Desde su vivienda en el sur de Lima, Boluarte se dirigió a los medios para desmentir las versiones periodísticas que señalaban una intención de refugiarse fuera del país. “Nada de ello es cierto. Estoy en mi hogar y estaré permanentemente en el país”, afirmó con firmeza.
Boluarte, de 63 años, fue removida del cargo tras ser declarada incapaz moralmente para gobernar, acusada por el Congreso de ser responsable de la crisis de inseguridad que afecta a Perú, vinculada al crecimiento del crimen organizado.
La fiscalía ha iniciado investigaciones por presunto lavado de activos durante la campaña electoral de 2021, cuando Boluarte fue candidata a la vicepresidencia junto con Pedro Castillo. Asimismo, se le investiga por negociación incompatible, debido a la supuesta gestión de pagos irregulares vinculados a beneficios sociales para allegados de un médico que la atendió durante su mandato.

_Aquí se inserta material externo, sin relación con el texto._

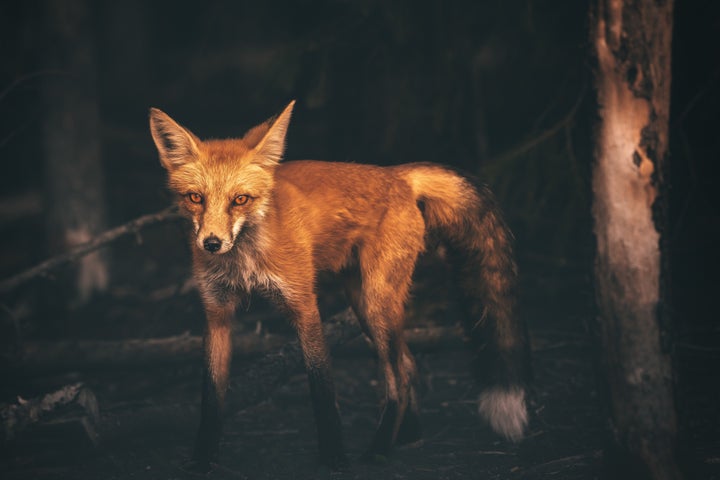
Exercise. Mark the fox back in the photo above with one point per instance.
(262, 224)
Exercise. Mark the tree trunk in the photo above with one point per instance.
(71, 138)
(632, 40)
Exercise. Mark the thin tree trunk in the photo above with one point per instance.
(632, 40)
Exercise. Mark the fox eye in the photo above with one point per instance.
(195, 197)
(241, 200)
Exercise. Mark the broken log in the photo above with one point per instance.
(83, 249)
(72, 404)
(46, 357)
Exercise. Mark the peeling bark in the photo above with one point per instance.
(632, 40)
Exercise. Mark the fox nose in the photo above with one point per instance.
(212, 244)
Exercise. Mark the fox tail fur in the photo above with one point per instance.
(466, 219)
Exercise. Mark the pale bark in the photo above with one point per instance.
(632, 41)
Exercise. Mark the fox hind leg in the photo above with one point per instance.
(379, 305)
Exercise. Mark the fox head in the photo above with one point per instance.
(224, 186)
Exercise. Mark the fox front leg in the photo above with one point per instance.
(306, 320)
(218, 353)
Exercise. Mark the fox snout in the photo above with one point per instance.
(212, 244)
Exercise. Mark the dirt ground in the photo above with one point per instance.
(148, 415)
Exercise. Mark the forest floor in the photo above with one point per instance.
(148, 415)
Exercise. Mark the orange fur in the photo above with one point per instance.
(298, 218)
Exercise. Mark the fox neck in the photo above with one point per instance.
(240, 270)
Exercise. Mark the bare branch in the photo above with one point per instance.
(81, 250)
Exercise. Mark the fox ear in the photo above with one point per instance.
(271, 147)
(176, 144)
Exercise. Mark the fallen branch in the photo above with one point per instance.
(59, 406)
(57, 356)
(257, 380)
(81, 250)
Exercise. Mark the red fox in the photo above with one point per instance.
(259, 224)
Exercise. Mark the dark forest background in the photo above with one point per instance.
(500, 89)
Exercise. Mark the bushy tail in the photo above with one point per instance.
(466, 218)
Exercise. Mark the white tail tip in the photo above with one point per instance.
(505, 411)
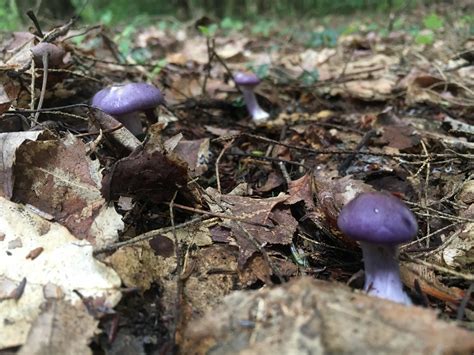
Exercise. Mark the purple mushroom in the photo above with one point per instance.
(380, 221)
(247, 83)
(126, 101)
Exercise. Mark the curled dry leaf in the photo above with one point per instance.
(58, 178)
(308, 316)
(270, 223)
(9, 143)
(65, 262)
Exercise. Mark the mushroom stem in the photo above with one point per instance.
(257, 113)
(382, 273)
(132, 122)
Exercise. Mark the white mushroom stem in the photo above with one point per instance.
(382, 273)
(132, 122)
(257, 113)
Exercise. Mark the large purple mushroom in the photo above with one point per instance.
(380, 221)
(247, 83)
(126, 101)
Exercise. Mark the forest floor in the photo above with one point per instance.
(122, 244)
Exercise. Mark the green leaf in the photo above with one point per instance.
(208, 31)
(433, 22)
(424, 38)
(309, 77)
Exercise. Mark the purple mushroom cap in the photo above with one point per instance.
(127, 98)
(246, 79)
(378, 218)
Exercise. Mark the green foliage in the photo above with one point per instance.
(9, 15)
(433, 22)
(309, 77)
(209, 31)
(425, 37)
(259, 70)
(230, 24)
(326, 38)
(263, 27)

Además, enfrenta indagaciones relacionadas con la represión de protestas que dejaron cerca de 50 muertos tras su llegada al poder, así como por presunto abandono del cargo durante una operación estética no notificada al Congreso, y por el polémico “Rolexgate”, que involucra la omisión en la declaración de bienes de lujo.
Tras la destitución, el Ministerio Público solicitó una prohibición de salida del país para Boluarte por un período de entre 18 y 36 meses, medida que aún está en proceso de evaluación judicial.
Su situación legal recuerda la de otros expresidentes peruanos, como Alejandro Toledo y Ollanta Humala, actualmente presos por casos de corrupción, y Pedro Castillo, recluido a la espera de juicio por su intento fallido de disolver el Congreso.
La destitución de Boluarte marca un capítulo decisivo en la crisis política que ha sacudido a Perú en los últimos años, mientras el país enfrenta desafíos en materia de gobernabilidad, seguridad y justicia.